The TFF report has been criticised for its misrepresentation of statistics and flawed analysis, with several umbrella bodies and charities featured in the report such as Sue Ryder and Guide Dogs for the Blind speaking out against inaccuracies that undermine the work of their charity shops. Nevertheless, I would argue that the problem with the report goes beyond that of misrepresentation or poor quality research. Crucially, the report has fundamentally misunderstood the value of charity shops.

Firstly, charity shops are an important resource for those on low incomes for everyday items, as well as for second-hand bargain hunters in search of unique purchases. In spite of claims that they are becoming prohibitively expensive, Avril Maddrell and Susan Horne argue in their book Charity Shops: Retailing, Consumption and Society that many charity shops price their goods dependent upon what local people can afford, ensuring they don’t price themselves out of their local market. My own research into charity shops also found that a smaller shop without the pressure of competition within a chain of shops was more likely to price goods down rather than up. Also, haggling prices down or ‘letting people off’ a few pounds continues to occur.

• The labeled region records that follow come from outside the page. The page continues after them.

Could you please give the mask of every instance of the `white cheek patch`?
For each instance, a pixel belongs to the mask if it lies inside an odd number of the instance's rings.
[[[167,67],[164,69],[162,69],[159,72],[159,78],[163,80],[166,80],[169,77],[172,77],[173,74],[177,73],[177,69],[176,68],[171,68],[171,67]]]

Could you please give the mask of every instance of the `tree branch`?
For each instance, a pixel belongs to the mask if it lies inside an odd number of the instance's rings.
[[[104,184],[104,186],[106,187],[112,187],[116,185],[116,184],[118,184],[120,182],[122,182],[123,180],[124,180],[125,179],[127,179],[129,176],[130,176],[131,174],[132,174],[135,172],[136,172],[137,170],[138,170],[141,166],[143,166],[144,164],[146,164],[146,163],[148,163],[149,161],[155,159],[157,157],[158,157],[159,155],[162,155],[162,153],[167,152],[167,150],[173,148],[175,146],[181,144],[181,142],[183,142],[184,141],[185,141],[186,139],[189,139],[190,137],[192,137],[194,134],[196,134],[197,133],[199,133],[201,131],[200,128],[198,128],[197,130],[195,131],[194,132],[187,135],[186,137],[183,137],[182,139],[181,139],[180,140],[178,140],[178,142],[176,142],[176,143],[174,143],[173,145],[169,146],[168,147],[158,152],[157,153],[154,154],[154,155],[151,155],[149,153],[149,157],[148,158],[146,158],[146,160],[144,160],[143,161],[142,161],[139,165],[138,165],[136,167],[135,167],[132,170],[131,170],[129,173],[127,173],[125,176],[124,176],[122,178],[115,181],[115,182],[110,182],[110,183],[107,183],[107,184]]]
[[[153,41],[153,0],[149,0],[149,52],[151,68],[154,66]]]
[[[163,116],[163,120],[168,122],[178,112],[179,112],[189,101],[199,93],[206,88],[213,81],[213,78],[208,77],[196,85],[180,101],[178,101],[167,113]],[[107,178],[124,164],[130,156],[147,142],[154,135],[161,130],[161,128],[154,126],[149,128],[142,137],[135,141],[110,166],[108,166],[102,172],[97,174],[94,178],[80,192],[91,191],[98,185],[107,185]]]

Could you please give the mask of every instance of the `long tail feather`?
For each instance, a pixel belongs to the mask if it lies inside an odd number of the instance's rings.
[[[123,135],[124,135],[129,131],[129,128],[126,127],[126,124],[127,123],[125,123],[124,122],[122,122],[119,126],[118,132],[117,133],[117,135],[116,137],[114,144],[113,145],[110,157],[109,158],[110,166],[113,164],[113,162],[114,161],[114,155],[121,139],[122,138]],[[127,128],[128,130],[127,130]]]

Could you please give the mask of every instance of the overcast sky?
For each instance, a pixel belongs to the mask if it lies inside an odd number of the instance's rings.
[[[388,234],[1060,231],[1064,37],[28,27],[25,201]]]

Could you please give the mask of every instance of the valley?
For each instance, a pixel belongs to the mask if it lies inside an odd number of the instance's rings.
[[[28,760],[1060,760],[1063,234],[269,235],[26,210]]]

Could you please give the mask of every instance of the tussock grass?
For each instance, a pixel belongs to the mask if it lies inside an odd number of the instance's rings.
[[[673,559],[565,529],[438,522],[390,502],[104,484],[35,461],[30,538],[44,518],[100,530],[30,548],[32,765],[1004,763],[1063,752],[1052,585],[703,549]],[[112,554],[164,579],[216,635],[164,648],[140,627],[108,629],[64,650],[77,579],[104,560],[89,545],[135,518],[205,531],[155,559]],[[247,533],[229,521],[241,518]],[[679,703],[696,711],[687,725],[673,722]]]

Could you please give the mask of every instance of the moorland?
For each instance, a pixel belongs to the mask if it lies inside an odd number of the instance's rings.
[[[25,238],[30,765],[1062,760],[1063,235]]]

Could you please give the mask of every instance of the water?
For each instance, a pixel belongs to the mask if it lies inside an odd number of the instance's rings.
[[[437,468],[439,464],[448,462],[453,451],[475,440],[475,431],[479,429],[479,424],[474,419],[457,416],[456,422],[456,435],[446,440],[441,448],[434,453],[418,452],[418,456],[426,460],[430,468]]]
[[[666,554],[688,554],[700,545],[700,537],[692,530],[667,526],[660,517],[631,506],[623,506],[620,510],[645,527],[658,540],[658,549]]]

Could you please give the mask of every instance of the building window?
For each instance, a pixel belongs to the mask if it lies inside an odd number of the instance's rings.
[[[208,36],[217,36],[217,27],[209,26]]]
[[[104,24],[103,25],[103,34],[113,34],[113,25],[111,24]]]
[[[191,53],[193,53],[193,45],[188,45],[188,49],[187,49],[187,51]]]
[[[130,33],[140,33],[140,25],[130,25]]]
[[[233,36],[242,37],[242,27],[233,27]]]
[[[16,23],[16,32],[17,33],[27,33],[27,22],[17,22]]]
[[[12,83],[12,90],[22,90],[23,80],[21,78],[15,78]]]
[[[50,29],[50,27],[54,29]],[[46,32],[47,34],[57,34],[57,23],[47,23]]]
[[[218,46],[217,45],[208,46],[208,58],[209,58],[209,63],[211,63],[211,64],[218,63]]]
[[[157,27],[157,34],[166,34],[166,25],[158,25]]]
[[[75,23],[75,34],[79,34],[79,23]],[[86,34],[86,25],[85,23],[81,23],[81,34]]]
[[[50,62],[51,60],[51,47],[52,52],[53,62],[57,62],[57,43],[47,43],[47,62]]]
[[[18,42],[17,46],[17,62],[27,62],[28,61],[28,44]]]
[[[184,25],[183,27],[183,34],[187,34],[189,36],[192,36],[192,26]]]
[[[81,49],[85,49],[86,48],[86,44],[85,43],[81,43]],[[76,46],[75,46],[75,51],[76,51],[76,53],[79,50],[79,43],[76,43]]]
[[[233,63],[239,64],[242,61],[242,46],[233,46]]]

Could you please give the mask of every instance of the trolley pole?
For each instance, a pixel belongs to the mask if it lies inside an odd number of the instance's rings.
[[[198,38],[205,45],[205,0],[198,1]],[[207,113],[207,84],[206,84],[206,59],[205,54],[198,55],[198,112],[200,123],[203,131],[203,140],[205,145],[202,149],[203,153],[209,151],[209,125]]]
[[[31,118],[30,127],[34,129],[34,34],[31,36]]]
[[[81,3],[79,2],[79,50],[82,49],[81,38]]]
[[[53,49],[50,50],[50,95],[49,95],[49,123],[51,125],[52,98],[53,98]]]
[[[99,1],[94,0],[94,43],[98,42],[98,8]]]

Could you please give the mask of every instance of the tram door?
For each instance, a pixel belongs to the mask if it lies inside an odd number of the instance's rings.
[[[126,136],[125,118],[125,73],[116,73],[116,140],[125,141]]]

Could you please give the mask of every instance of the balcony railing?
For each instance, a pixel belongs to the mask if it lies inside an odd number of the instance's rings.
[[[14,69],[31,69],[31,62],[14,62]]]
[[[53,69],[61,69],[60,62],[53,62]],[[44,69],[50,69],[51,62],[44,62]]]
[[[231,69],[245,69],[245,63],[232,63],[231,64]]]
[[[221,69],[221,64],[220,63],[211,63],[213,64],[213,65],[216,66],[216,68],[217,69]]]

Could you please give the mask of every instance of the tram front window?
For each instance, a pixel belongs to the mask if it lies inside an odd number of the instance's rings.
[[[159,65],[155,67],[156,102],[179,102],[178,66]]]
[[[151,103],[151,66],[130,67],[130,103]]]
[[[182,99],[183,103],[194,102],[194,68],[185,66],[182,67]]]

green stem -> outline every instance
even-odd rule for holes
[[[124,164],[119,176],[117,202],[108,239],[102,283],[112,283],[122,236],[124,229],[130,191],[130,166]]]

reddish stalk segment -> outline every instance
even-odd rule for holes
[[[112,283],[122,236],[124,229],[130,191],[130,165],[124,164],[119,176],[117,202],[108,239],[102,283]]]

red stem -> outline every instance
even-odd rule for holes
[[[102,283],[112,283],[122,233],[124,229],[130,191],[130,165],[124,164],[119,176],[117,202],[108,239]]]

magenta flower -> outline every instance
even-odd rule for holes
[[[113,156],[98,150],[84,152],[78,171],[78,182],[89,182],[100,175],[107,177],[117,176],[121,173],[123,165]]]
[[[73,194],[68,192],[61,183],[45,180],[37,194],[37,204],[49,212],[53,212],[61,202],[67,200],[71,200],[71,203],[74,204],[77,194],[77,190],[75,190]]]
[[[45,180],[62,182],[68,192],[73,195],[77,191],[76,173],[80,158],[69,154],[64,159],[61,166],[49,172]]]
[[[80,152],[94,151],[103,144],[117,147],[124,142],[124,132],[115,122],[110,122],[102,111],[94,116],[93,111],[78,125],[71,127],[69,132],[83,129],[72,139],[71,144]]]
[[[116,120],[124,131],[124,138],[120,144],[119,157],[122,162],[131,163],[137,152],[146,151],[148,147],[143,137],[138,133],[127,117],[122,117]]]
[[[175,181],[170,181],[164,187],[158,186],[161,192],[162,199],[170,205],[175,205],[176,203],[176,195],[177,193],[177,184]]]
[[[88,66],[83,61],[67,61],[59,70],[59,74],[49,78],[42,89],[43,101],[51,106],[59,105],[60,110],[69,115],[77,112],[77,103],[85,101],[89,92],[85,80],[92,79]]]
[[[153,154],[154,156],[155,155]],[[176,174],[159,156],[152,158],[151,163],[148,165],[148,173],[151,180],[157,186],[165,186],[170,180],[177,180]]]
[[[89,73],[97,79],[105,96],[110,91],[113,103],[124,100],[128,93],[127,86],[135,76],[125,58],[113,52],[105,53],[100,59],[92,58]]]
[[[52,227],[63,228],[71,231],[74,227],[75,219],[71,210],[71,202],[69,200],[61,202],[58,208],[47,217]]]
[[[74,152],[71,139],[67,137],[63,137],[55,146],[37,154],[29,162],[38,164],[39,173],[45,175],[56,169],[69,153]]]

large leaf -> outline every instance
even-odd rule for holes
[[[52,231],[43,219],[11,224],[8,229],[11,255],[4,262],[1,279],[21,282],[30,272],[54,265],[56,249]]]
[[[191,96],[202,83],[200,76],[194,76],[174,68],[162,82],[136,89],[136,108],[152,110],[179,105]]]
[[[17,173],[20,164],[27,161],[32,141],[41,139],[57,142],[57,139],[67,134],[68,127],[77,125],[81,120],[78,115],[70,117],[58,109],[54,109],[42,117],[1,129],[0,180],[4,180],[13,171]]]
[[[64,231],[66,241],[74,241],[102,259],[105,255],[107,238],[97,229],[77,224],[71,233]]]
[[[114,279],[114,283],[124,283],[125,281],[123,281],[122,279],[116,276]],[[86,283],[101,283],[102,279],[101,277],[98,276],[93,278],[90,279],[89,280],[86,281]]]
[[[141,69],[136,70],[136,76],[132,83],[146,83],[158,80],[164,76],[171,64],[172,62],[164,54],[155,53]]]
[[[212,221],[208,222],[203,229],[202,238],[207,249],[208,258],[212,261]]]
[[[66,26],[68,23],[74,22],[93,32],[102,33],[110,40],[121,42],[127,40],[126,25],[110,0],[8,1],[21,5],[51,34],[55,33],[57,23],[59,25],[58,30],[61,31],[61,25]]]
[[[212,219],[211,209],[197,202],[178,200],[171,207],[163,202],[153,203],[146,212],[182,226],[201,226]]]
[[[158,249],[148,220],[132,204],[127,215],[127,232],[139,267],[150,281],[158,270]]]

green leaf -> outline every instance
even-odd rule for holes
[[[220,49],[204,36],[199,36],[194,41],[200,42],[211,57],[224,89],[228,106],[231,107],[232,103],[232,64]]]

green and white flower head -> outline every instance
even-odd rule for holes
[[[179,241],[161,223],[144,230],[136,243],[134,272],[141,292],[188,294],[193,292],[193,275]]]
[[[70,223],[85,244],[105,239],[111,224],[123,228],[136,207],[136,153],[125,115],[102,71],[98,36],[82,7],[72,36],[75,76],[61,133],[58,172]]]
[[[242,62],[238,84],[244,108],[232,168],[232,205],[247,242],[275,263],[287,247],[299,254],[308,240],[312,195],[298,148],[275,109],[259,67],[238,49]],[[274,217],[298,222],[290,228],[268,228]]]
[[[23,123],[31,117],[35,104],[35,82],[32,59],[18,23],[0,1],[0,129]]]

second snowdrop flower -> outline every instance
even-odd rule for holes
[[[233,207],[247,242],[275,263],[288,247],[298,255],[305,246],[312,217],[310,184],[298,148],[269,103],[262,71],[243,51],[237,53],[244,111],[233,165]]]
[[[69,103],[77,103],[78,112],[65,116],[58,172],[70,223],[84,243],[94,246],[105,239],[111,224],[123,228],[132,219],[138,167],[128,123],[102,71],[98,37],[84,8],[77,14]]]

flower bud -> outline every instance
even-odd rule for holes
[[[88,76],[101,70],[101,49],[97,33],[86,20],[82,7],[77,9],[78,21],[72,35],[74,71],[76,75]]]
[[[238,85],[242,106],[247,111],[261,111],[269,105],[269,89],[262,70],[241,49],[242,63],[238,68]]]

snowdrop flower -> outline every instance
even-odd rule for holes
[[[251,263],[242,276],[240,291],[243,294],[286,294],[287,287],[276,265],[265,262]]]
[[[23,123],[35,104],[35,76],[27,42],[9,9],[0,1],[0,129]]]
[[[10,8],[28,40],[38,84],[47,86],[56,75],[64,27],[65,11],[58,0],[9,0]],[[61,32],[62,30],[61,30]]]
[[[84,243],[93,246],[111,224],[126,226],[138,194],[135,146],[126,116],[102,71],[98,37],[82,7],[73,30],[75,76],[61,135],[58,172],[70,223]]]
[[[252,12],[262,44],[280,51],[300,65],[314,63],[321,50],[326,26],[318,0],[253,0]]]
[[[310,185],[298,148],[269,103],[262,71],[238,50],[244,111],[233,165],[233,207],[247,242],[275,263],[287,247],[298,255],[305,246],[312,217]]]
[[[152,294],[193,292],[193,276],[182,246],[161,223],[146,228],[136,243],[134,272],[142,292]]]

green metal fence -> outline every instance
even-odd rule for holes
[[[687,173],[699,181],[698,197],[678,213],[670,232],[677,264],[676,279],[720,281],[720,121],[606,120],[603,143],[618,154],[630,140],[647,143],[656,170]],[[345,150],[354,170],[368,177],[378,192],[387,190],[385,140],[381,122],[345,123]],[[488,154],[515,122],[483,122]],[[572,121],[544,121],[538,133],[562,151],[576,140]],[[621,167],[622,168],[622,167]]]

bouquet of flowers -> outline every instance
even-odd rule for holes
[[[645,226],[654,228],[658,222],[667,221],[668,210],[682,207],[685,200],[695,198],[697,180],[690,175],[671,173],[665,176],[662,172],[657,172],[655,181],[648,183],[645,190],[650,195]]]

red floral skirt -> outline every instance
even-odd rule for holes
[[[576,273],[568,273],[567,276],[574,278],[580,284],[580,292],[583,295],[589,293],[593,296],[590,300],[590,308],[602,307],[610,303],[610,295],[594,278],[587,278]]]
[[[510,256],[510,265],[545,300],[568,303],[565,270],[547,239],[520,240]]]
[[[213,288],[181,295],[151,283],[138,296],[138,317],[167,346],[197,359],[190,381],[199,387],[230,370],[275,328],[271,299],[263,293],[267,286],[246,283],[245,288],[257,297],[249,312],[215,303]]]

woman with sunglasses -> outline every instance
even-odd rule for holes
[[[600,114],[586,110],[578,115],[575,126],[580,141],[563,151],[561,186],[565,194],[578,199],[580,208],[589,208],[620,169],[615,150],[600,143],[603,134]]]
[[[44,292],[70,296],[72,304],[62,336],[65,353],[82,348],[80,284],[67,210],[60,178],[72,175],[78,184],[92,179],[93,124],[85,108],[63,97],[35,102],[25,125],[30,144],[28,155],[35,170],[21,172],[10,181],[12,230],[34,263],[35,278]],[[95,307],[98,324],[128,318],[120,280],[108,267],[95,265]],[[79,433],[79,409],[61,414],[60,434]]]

Secondly, a charity shop provides some welcome relief from consumerism and its malcontents. The tendency towards ‘fast fashion’ and the disposal of items before they are at the end of their use is balanced by the donation of these goods to charity. The Giving Something Back report by Demos reports that the reuse of goods sold in charity shops reduce CO2 emissions by roughly 3.7 million tonnes a year – a figure similar to the entire carbon footprint of Iceland. Charity shops are, according to a report by WRAP UK, the most common source for pre-owned clothing in the UK, which goes some way towards reducing the £140m worth of clothing that ends up in landfill each year.

Thirdly, and perhaps most importantly, charity shops are the public face of a charity on the British high street. They raise awareness of smaller organisations that do not already have a high public profile; they work to embed a charity within a community through recruitment of volunteers and involvement in local events; and they provide a friendly, welcoming environment where browsing and chatting is encouraged. They are also a gateway point for entry into the local job market, with people of all ages learning skills and progressing to paid roles through volunteering in a charity shop.

Whilst charities more generally have been subject to a great deal of scrutiny in the past year for their fundraising practices and executive salaries; charity retail has, until now, emerged mostly unscathed. In response to this form of criticism, charity shops have an opportunity to defend the valuable asset they are to society; not only as an income source for charities but as an employability resource, a recycling site and as the ‘kind face’ of the UK high street.